One of the best things about the city is the abundance of green areas to walk around, sunbathe on or enjoy a picnic on. Holyrood Park has 650 acres of luscious grass and a variety of pathways to cater to everyone. Arthur’s Seat is the highest point, but the Salisbury Crags is a gentler choice at 46m in height. There are level pathways through the park, and it is home to Duddingston Loch which has an impressive range of bird life.

Princes Street Gardens is one of the more accessible choices considering it is right next to Princes Street, perfect to lounge around in after a quick bite to eat. It provides great views of the Old Town and is a lovely spot to enjoy the summer weather.

The Royal Botanic Garden gives visitors respite from the bustling city centre and houses over 3 million plant species. It is the oldest botanic garden in Scotland.
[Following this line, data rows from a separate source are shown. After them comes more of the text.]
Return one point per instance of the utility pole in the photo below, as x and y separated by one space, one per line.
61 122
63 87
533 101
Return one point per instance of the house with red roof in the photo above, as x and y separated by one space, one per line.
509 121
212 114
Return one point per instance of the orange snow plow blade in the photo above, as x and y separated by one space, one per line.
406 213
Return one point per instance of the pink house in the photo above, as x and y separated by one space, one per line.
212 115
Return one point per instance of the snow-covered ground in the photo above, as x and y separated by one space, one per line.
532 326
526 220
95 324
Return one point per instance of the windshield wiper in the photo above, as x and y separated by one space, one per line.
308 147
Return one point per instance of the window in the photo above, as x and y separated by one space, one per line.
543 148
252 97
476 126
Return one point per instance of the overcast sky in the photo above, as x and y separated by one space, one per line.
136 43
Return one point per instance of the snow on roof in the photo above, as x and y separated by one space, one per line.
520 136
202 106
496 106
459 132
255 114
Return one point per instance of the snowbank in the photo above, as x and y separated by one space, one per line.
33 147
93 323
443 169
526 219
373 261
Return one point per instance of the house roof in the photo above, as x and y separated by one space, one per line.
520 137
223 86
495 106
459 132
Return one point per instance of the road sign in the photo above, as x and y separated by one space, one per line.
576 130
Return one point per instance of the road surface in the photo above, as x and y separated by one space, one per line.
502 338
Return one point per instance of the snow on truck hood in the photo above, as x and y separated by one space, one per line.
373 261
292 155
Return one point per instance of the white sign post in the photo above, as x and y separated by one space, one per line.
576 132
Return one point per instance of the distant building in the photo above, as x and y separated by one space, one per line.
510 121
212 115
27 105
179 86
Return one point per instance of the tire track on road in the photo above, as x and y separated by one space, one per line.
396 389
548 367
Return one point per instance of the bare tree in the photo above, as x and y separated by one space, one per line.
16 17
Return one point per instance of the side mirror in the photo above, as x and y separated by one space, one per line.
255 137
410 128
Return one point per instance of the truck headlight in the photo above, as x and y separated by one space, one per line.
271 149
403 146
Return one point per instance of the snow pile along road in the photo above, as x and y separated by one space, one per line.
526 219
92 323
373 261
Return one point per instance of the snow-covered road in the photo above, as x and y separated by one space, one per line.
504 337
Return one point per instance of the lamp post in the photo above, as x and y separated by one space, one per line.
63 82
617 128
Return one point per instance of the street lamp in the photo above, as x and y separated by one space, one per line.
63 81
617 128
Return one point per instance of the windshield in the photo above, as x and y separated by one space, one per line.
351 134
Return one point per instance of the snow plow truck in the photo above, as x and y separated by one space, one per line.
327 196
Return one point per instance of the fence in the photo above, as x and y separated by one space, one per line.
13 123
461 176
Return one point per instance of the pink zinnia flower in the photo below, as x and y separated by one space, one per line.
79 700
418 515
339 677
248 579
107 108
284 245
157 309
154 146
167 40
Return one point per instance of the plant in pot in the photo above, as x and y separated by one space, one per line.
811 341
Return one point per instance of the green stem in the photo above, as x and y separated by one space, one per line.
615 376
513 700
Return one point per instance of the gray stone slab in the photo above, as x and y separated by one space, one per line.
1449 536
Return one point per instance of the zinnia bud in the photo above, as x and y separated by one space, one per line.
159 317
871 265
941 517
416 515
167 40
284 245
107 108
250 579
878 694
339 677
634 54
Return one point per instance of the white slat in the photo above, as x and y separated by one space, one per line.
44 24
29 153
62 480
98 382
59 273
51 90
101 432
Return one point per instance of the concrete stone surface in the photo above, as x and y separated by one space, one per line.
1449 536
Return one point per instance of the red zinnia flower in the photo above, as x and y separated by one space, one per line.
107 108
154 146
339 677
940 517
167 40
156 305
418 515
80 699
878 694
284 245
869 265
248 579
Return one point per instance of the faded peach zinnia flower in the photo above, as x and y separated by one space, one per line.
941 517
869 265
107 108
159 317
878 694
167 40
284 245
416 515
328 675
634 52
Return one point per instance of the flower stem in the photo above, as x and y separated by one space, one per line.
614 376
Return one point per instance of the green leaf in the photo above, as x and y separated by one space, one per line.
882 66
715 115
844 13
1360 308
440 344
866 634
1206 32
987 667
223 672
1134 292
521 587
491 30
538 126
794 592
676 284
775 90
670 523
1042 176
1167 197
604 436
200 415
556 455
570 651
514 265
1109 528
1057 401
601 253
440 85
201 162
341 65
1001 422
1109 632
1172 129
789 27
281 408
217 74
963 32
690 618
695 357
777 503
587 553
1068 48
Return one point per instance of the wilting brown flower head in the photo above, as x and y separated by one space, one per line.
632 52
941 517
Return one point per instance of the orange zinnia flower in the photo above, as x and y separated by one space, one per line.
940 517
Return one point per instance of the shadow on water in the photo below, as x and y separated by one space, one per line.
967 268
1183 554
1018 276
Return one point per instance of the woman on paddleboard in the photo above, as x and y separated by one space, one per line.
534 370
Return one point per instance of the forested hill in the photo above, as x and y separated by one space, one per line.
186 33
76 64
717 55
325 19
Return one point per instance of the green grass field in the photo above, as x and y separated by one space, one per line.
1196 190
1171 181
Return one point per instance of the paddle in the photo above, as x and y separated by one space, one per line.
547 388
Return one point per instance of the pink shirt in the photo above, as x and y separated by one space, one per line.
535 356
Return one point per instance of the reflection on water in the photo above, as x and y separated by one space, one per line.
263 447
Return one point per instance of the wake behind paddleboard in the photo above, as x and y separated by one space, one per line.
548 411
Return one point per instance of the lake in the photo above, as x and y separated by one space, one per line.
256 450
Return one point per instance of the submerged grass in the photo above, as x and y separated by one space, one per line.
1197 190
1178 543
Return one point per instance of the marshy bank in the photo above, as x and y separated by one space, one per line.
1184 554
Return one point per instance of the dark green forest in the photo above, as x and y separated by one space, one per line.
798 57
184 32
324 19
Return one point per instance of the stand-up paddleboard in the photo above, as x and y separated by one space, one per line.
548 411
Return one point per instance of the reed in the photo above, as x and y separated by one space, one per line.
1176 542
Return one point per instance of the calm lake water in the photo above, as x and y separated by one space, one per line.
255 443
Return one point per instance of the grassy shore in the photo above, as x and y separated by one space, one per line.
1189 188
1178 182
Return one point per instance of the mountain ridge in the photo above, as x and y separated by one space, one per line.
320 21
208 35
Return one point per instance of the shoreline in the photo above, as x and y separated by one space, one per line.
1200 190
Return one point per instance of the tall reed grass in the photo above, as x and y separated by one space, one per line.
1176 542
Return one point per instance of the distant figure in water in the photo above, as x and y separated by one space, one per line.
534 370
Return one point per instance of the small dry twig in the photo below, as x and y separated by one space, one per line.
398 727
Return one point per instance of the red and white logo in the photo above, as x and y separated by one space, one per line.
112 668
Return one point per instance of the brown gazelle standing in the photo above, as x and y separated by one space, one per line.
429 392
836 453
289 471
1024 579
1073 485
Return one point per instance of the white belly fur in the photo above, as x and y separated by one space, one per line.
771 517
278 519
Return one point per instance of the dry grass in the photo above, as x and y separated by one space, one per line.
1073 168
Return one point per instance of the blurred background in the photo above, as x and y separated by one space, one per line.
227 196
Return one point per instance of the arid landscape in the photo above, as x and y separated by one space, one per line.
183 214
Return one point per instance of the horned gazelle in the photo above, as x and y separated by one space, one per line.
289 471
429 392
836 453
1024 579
Starting out as a conservation project in 1670, it is now a major tourist attraction.

9) Inland beach

Portobello beach, Edinburgh. golden sand, blue estuary, people sitting on rugs

Pic: Shutterstock

Although it is unlikely we will be able to venture to a tropical beach this summer, Portobello Beach allows Edinburgh locals and tourists alike to relax by the sea.

Located only a few miles from the city centre, it is perfect for both swimming and sunbathing – even if the water is potentially on the chillier side.

Portobello has its own promenade and often holds events such as the Big Beach Busk. It is enjoyed by kayaking and sailing clubs and volleyball players. There are a many charming bars and cafes along the promenade, along with an interesting choice of restaurants and gift stores on Portobello High Street.

If you aren’t quite brave enough to take a dip outside, try out the Portobello Swim Centre, which is a Victorian indoor swimming pool.

The beach can easily be accessed by a number of bus routes from the city centre, and roadside parking close to the beach is another option.

10) More to explore

Although the New Town and the Old Town are the most well-known areas of Edinburgh, there are many other locations which prove to be hidden gems.

The South Side includes the newly-built Quartermile development. Aside from glamorous apartments and offices, it has many amenities such as a gym, yoga studio, bakery and numerous restaurants. The affluent Bruntsfield location has plenty to see and do, from the Links golf course to mouthwatering chocolatier Coco.

On the Water of Leith, there is the delightful area of Stockbridge with Georgian and Victorian-style houses, upscale delis, thrift stores and cool gastropubs. The weekly Stockbridge Market offers jewellery, crafts and snacks.

Leith itself is a vibrant port district, home to the waterfront development and Royal Yacht Britannia. It has a fun jumble of bookshops, bakeries and a mural art trail. Petals by the Shore sells gorgeous flowers, while other stores specialise in sweets, craft beers and vinyl records.